戦争の影響で、ラフマニノフは母国を捨てアメリカに渡りました。
祖国を後にして何年か後の1921年作曲です。
アメリカの香りがするのは気のせいではないでしょう。
ジャジーなけだるい和音進行を感じるのは私だけじゃないハズ。
弾いていて、ラフマニノフの苦悩のようなものをあらわしたくなるんです。
彼はピアニストとしても苦労したから。
それまでも自作の曲を演奏することはあったけど、アメリカに渡ってからは他の作曲家の作品も演奏することが多くなりました。
生活のためと思われます。
40歳を過ぎてからの、ピアニストへの転向は並大抵のものではなかったのでは、と思います。

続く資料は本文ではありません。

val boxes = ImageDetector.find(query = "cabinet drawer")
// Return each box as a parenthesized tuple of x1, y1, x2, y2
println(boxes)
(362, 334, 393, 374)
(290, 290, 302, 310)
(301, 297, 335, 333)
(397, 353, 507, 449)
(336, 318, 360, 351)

この曲が作曲(編曲)された歳、ちょうど私の歳ぐらいなんだよなあ。
弾いていて、いろいろ人生経験を積んできた、味わいみたいなものを出したいなあと思います。
ラストは、悲しみの中、曲が終わるのではなく、長調で締められます。人生は捨てたもんじゃないのごとく。
聴きかたとしては、「愛の喜び」とセットで聴くもよし、ヴァイオリンのオリジナルと聴き比べるもよし。
いろんな楽しみかたがありそうです。
なお、クライスラーのオリジナルのヴァイオリン曲としては、この2曲に「美しきロスマリン」を加えて三部作とされるようです。